Picture: Michael Peyrin

Author: Ville Kilkku

I run my own consultancy business, so if you find the ideas on this blog intriguing, contact me at consulting@kilkku.com or call me at +358 50 588 5043 and we can discuss how I can help you solve your business problems. I am currently based in Tornio, Finland, but work globally. Google+

  • Pingback: Claim: ’83% of Google+ users are inactive’ Reality? Nope | GossipChips Blog()

  • Excellent post! A few days ago this post was circulating, claiming that they figured out the most used Google+ hashtag, and apparently it was #Google+…. They had graphs and percentages and all, and a good number of people were resharing it vigorously, until some, such as me, pointed out that Google+ can’t be a hashtag because Twitter doesn’t know to link the +… It was the most obvious example of a “fake study” I’ve seen in a while. It’s scary how the social proof effect may actually be promoting poor and mediocre content as long as it has mass appeal, to the detriment of valuable, well-researched studies.

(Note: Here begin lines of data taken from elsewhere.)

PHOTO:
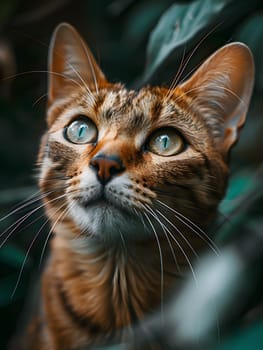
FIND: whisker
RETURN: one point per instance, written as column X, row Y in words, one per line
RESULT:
column 161, row 261
column 180, row 233
column 163, row 226
column 60, row 217
column 183, row 252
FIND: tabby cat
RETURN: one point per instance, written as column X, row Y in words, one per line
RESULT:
column 130, row 179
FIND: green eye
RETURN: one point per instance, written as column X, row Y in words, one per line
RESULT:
column 81, row 131
column 166, row 142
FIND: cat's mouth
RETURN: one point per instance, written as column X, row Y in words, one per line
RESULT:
column 103, row 200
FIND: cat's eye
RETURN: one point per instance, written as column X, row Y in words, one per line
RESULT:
column 166, row 142
column 81, row 131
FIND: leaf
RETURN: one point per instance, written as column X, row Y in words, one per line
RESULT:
column 186, row 23
column 251, row 338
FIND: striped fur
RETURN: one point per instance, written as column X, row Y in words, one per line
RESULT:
column 118, row 249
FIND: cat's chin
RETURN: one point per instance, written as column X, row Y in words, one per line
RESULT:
column 108, row 222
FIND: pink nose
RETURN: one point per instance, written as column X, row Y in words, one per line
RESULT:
column 106, row 167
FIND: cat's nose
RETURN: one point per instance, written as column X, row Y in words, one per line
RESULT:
column 106, row 166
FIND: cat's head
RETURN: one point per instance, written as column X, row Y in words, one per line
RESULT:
column 116, row 161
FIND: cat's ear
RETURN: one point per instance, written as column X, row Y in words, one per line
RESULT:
column 71, row 64
column 221, row 89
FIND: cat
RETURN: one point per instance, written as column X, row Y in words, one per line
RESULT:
column 130, row 179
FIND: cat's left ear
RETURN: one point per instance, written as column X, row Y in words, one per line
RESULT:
column 71, row 64
column 221, row 89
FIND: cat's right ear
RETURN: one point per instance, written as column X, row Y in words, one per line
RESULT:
column 71, row 64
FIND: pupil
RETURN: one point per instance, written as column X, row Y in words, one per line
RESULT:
column 165, row 141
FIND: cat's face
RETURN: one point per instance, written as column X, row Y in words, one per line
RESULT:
column 116, row 161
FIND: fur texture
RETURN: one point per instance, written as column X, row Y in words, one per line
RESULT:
column 125, row 230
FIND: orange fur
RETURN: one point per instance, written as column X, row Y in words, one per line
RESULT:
column 112, row 258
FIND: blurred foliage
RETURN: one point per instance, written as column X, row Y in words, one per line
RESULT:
column 136, row 42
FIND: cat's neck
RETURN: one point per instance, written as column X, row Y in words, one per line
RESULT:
column 106, row 280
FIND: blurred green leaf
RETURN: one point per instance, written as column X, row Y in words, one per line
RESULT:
column 248, row 339
column 141, row 20
column 186, row 23
column 251, row 33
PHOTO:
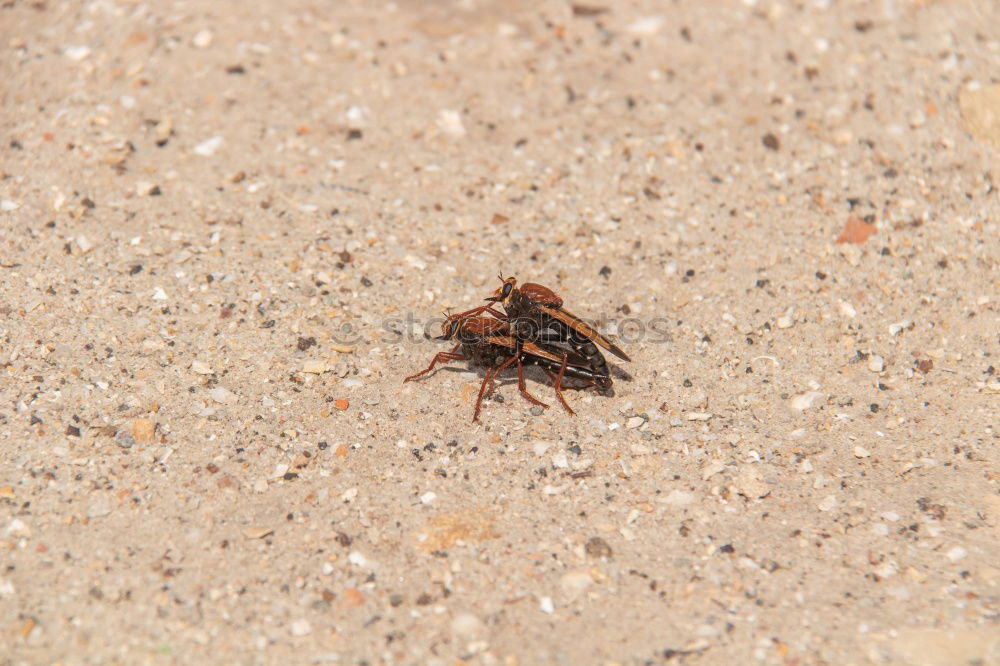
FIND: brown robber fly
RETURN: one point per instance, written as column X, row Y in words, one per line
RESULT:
column 536, row 313
column 489, row 343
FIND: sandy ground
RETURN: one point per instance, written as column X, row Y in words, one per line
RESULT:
column 225, row 226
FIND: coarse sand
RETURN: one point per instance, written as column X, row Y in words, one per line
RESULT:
column 229, row 229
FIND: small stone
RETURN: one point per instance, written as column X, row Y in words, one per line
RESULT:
column 450, row 123
column 956, row 554
column 84, row 244
column 208, row 147
column 77, row 53
column 649, row 25
column 541, row 447
column 575, row 583
column 203, row 39
column 900, row 326
column 846, row 309
column 851, row 253
column 315, row 367
column 145, row 188
column 143, row 430
column 679, row 498
column 804, row 401
column 300, row 628
column 750, row 483
column 467, row 625
column 99, row 508
column 597, row 547
column 978, row 106
column 222, row 395
column 201, row 368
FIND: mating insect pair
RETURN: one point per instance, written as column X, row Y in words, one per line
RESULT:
column 534, row 330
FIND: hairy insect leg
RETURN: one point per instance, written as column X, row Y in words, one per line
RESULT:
column 520, row 379
column 487, row 380
column 557, row 383
column 474, row 312
column 440, row 357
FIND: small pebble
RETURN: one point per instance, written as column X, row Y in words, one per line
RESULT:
column 804, row 401
column 314, row 367
column 828, row 503
column 649, row 25
column 300, row 628
column 450, row 123
column 634, row 422
column 957, row 554
column 575, row 582
column 679, row 498
column 597, row 547
column 846, row 309
column 208, row 147
column 200, row 368
column 145, row 188
column 467, row 624
column 84, row 244
column 77, row 53
column 222, row 394
column 899, row 327
column 203, row 39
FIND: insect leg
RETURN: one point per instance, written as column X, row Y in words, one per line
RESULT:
column 440, row 357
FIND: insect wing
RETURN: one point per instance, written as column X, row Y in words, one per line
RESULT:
column 584, row 329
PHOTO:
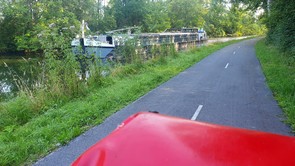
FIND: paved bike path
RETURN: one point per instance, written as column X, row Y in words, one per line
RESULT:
column 227, row 87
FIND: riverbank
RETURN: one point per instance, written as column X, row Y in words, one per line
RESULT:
column 60, row 123
column 279, row 70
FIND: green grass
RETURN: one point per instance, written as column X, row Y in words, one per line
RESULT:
column 279, row 70
column 24, row 144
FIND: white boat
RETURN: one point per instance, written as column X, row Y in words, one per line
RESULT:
column 99, row 46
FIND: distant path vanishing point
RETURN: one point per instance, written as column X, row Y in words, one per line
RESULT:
column 228, row 88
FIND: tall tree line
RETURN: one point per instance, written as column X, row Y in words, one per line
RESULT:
column 279, row 20
column 22, row 22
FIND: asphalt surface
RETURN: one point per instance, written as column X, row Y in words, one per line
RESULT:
column 228, row 88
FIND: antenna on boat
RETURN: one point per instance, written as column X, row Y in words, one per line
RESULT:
column 82, row 29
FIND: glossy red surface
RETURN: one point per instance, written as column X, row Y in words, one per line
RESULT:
column 148, row 139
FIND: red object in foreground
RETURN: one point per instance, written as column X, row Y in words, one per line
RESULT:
column 148, row 139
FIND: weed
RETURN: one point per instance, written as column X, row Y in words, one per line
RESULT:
column 279, row 70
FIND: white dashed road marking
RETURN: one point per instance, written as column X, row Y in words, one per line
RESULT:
column 197, row 112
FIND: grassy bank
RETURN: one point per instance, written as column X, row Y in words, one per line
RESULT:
column 58, row 125
column 279, row 70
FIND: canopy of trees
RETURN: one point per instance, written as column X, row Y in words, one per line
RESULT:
column 279, row 20
column 22, row 22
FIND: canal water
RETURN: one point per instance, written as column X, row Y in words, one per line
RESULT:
column 16, row 73
column 22, row 72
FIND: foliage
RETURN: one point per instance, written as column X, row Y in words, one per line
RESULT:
column 23, row 144
column 279, row 70
column 22, row 21
column 281, row 28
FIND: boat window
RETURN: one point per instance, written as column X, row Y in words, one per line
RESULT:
column 109, row 39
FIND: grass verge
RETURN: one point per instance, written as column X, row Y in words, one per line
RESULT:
column 279, row 70
column 21, row 145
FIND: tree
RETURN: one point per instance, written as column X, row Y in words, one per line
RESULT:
column 187, row 13
column 156, row 19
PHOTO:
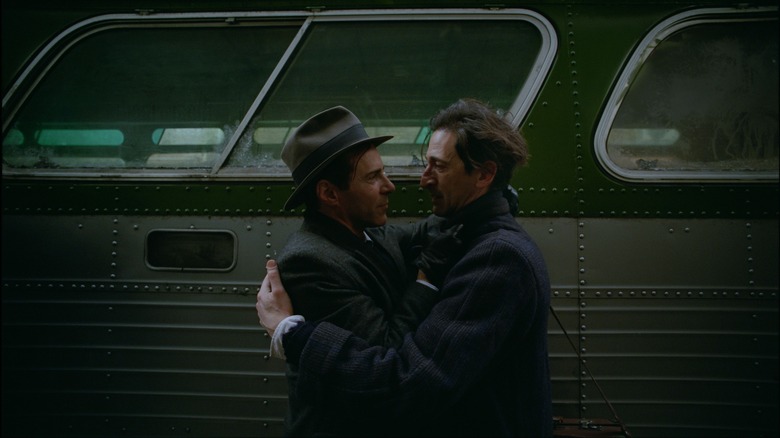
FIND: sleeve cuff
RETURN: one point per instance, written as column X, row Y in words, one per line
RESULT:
column 287, row 324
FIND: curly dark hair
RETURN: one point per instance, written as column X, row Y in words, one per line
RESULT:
column 483, row 135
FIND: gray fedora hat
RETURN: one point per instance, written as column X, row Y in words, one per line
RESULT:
column 317, row 142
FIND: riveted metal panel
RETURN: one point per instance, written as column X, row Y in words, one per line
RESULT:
column 683, row 357
column 678, row 254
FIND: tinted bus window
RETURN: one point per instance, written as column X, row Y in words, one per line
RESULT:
column 220, row 97
column 702, row 105
column 394, row 75
column 173, row 94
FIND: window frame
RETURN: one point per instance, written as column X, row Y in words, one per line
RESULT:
column 54, row 49
column 637, row 59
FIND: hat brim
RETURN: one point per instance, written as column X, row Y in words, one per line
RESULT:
column 297, row 197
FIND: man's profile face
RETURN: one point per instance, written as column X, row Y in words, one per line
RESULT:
column 365, row 203
column 445, row 176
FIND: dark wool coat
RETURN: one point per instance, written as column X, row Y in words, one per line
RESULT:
column 476, row 366
column 333, row 275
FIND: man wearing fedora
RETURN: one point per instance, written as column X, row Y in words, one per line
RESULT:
column 344, row 266
column 478, row 364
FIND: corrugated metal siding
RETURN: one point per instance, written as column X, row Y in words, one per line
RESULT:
column 151, row 353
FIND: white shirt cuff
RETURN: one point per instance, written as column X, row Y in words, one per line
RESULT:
column 425, row 283
column 277, row 349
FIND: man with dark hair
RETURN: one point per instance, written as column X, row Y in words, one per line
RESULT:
column 477, row 365
column 344, row 266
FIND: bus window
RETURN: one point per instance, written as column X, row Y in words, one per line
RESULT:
column 219, row 96
column 171, row 95
column 703, row 104
column 394, row 75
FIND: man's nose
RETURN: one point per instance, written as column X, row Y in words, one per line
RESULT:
column 389, row 186
column 425, row 178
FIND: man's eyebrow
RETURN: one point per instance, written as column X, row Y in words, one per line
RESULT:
column 375, row 172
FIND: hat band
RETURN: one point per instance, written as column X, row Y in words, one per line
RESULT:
column 346, row 138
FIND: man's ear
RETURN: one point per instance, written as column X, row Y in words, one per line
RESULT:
column 327, row 193
column 487, row 173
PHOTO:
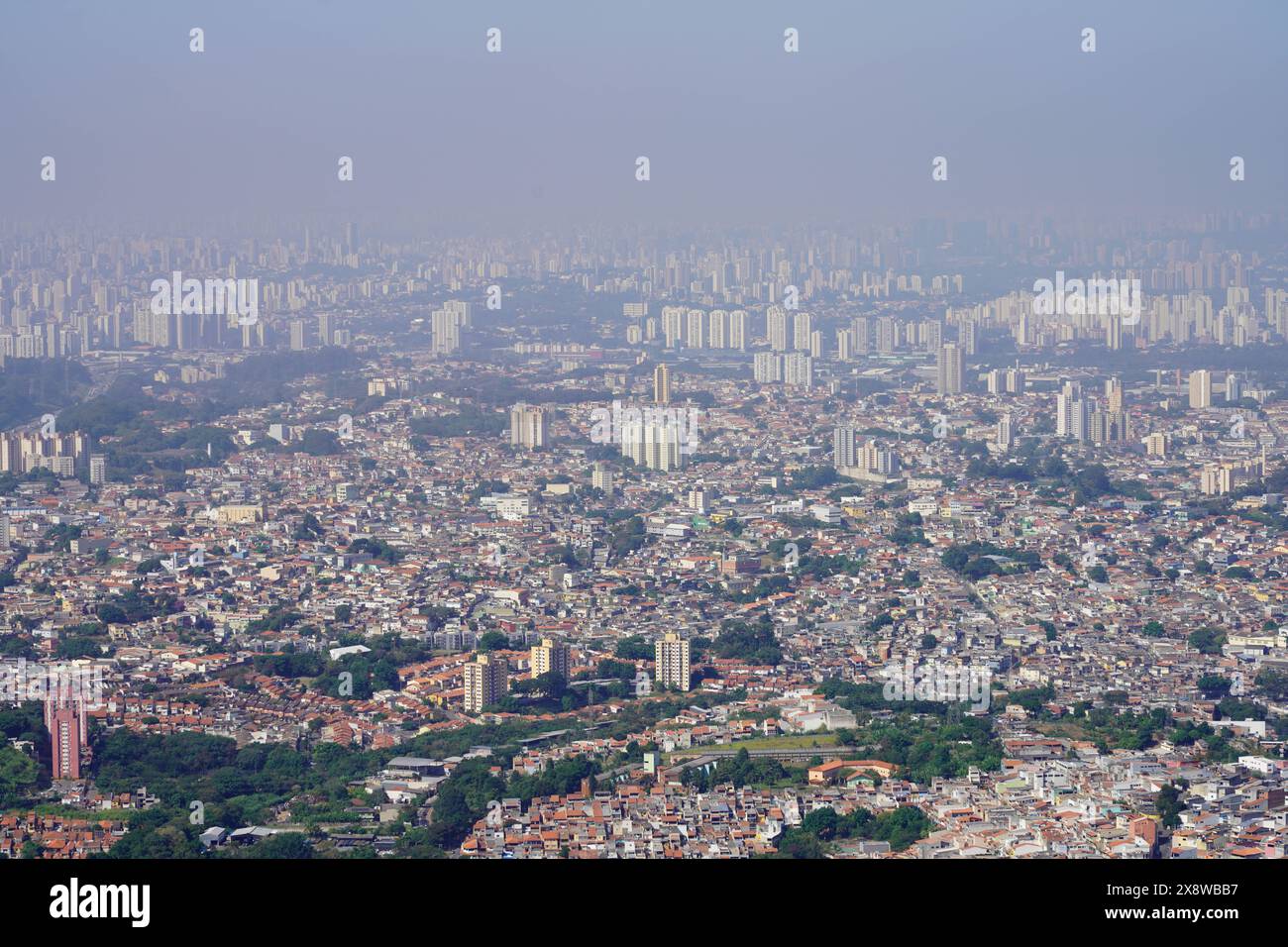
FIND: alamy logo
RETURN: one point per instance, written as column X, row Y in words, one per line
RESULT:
column 71, row 900
column 1093, row 296
column 211, row 296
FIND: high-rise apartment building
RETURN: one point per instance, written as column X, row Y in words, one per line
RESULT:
column 949, row 369
column 527, row 427
column 487, row 678
column 1201, row 388
column 662, row 384
column 550, row 656
column 671, row 660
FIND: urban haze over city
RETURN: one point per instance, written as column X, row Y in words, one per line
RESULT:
column 584, row 431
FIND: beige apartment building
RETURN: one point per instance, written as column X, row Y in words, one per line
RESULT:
column 671, row 656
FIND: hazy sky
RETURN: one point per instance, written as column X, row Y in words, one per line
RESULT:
column 549, row 129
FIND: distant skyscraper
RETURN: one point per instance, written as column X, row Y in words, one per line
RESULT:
column 487, row 678
column 802, row 329
column 776, row 322
column 671, row 660
column 738, row 330
column 550, row 656
column 799, row 369
column 1201, row 388
column 768, row 368
column 696, row 337
column 844, row 453
column 949, row 369
column 527, row 427
column 653, row 445
column 662, row 384
column 64, row 719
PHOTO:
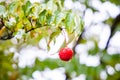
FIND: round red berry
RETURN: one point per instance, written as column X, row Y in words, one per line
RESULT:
column 65, row 54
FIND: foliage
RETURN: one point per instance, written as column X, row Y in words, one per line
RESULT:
column 27, row 23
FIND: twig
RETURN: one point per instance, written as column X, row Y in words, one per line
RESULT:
column 113, row 27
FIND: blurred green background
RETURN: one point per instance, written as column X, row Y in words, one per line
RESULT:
column 29, row 57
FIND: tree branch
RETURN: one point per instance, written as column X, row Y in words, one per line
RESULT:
column 113, row 27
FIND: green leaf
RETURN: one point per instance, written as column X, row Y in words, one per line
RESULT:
column 42, row 17
column 2, row 10
column 69, row 22
column 59, row 17
column 27, row 8
column 51, row 6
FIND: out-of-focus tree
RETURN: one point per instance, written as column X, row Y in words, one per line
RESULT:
column 24, row 23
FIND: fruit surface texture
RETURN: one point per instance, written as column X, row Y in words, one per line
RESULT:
column 65, row 54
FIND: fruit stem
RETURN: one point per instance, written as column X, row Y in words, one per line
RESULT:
column 64, row 34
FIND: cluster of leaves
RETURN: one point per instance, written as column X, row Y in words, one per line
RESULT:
column 30, row 22
column 40, row 20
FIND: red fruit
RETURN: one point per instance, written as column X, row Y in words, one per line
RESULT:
column 65, row 54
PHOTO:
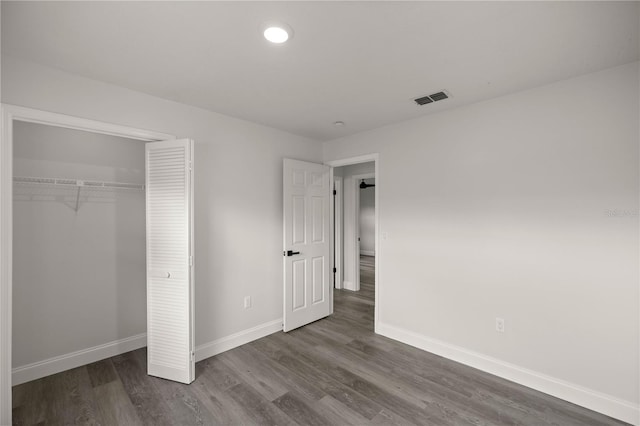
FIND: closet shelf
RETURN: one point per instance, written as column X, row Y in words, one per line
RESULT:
column 77, row 183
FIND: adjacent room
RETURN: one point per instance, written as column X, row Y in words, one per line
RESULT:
column 330, row 213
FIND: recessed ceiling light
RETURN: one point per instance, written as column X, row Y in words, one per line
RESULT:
column 276, row 32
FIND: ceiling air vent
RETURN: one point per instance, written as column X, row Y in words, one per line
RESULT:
column 431, row 98
column 424, row 100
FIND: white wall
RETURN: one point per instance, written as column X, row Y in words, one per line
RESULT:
column 350, row 261
column 238, row 187
column 367, row 219
column 78, row 277
column 503, row 209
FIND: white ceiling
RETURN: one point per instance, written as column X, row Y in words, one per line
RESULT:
column 359, row 62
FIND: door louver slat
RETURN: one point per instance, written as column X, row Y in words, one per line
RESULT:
column 169, row 292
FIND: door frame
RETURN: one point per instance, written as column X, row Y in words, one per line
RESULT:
column 355, row 222
column 337, row 232
column 10, row 114
column 375, row 157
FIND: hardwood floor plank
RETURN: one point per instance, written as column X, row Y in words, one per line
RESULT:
column 114, row 405
column 261, row 411
column 253, row 374
column 151, row 408
column 296, row 408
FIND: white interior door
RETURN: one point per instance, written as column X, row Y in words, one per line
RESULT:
column 307, row 249
column 169, row 204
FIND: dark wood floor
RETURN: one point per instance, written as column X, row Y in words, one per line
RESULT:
column 333, row 372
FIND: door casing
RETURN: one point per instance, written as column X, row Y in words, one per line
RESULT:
column 375, row 157
column 10, row 114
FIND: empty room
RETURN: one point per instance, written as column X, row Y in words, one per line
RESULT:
column 320, row 213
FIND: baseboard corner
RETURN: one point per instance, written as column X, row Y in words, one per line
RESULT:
column 58, row 364
column 240, row 338
column 576, row 394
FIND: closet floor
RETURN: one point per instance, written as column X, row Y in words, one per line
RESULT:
column 333, row 371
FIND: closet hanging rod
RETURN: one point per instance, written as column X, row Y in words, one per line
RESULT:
column 77, row 183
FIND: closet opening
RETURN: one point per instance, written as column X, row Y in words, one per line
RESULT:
column 56, row 193
column 79, row 267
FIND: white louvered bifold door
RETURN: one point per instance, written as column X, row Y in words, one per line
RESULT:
column 169, row 192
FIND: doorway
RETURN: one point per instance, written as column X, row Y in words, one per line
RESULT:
column 356, row 230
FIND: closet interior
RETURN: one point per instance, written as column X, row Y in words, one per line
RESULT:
column 79, row 277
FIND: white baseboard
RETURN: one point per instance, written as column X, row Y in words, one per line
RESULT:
column 591, row 399
column 237, row 339
column 57, row 364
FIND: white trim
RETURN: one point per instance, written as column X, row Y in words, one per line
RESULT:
column 69, row 122
column 375, row 157
column 353, row 160
column 6, row 242
column 354, row 222
column 240, row 338
column 57, row 364
column 591, row 399
column 18, row 113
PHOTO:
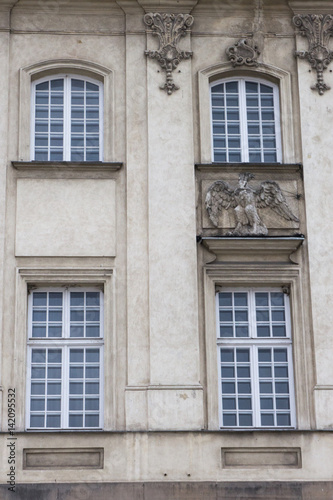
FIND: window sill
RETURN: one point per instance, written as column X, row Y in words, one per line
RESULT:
column 66, row 166
column 253, row 248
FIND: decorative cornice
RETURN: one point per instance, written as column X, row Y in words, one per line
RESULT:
column 243, row 52
column 169, row 28
column 318, row 28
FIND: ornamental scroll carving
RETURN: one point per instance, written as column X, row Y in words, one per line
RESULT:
column 245, row 201
column 243, row 52
column 318, row 29
column 169, row 28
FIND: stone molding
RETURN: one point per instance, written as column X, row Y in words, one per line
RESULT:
column 318, row 28
column 169, row 28
column 243, row 52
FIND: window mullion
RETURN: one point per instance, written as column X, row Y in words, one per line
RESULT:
column 243, row 121
column 67, row 118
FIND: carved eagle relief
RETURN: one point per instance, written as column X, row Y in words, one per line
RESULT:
column 245, row 201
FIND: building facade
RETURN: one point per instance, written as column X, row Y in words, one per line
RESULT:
column 166, row 263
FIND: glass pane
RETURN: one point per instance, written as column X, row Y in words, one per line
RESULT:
column 225, row 299
column 227, row 372
column 277, row 299
column 226, row 331
column 37, row 421
column 265, row 371
column 76, row 388
column 38, row 331
column 266, row 403
column 281, row 387
column 229, row 403
column 37, row 388
column 279, row 331
column 266, row 388
column 228, row 388
column 243, row 355
column 241, row 315
column 261, row 299
column 54, row 331
column 54, row 372
column 54, row 356
column 54, row 404
column 92, row 298
column 76, row 372
column 92, row 404
column 92, row 371
column 245, row 419
column 264, row 355
column 244, row 403
column 240, row 299
column 76, row 355
column 243, row 372
column 77, row 298
column 38, row 356
column 267, row 419
column 283, row 419
column 37, row 404
column 229, row 419
column 92, row 387
column 76, row 331
column 39, row 299
column 92, row 355
column 75, row 404
column 75, row 420
column 227, row 355
column 37, row 372
column 244, row 388
column 282, row 404
column 263, row 331
column 92, row 420
column 92, row 331
column 242, row 331
column 280, row 355
column 53, row 388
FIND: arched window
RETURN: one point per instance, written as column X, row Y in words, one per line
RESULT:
column 67, row 117
column 245, row 121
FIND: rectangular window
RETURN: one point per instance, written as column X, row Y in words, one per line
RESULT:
column 67, row 119
column 245, row 121
column 65, row 358
column 255, row 358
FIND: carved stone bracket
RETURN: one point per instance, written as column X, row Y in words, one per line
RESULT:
column 243, row 52
column 169, row 28
column 318, row 29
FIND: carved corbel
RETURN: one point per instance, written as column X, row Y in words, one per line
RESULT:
column 318, row 29
column 169, row 28
column 243, row 52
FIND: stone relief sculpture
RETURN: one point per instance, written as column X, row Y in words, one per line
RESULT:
column 243, row 52
column 245, row 201
column 169, row 28
column 318, row 29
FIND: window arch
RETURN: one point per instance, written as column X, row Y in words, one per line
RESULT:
column 245, row 120
column 67, row 118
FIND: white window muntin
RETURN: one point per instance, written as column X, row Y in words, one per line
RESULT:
column 261, row 417
column 91, row 408
column 241, row 150
column 59, row 143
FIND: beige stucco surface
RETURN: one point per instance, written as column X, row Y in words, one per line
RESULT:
column 65, row 218
column 139, row 224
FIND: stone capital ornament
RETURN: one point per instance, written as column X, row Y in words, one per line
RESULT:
column 318, row 28
column 169, row 28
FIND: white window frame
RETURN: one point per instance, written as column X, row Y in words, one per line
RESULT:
column 253, row 343
column 243, row 116
column 65, row 343
column 67, row 112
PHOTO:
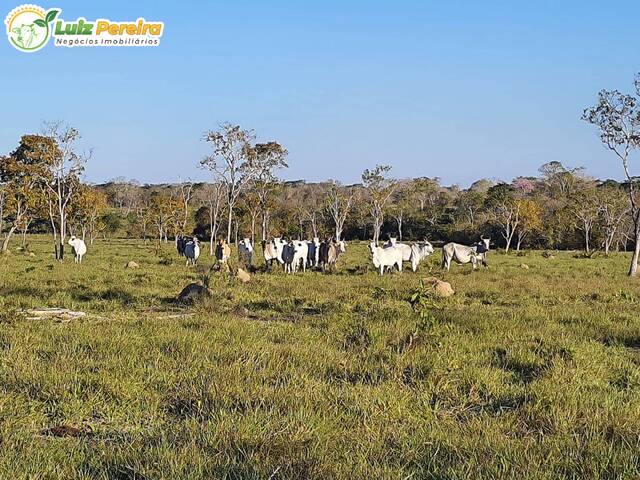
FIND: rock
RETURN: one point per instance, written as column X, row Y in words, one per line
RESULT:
column 193, row 291
column 443, row 289
column 440, row 288
column 220, row 267
column 243, row 276
column 60, row 314
column 64, row 431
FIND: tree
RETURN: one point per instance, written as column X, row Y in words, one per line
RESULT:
column 338, row 204
column 163, row 210
column 504, row 211
column 211, row 196
column 379, row 189
column 402, row 203
column 586, row 211
column 86, row 209
column 617, row 117
column 612, row 208
column 268, row 157
column 530, row 219
column 232, row 163
column 186, row 193
column 60, row 177
column 124, row 193
column 19, row 175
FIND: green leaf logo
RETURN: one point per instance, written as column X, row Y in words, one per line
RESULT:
column 51, row 15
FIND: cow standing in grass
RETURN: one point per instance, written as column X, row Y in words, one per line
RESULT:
column 413, row 253
column 384, row 258
column 245, row 252
column 192, row 252
column 464, row 254
column 79, row 248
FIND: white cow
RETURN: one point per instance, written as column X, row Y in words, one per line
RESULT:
column 413, row 253
column 79, row 248
column 463, row 254
column 245, row 251
column 385, row 257
column 300, row 255
column 192, row 252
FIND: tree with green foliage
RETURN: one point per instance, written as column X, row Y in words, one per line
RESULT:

    • Thank you for sharing this, and you are spot on about social proof promoting also poor content.

      I haven’t seen that particular study myself, so I can’t directly say whether it was fake or just a methodology issue (garbage data). The symbol + cannot be part of a hashtag, but people do use the string “#google+” a lot. It cannot be distinguished from #google with a hashtag search engine, so using one would give that string highly inflated figures. However, its occurrences could be counted by parsing the tweet text strings. That would still not make it a hashtag though, so there is obviously an error in the study.

      Sometimes the groundswell can be turned around against the poor content, but at times it seems nigh impossible. Unfortunately, I have not found the secret to controlling it, but it is good to hear that there are people out there who keep their wits about them. Keep up the good work!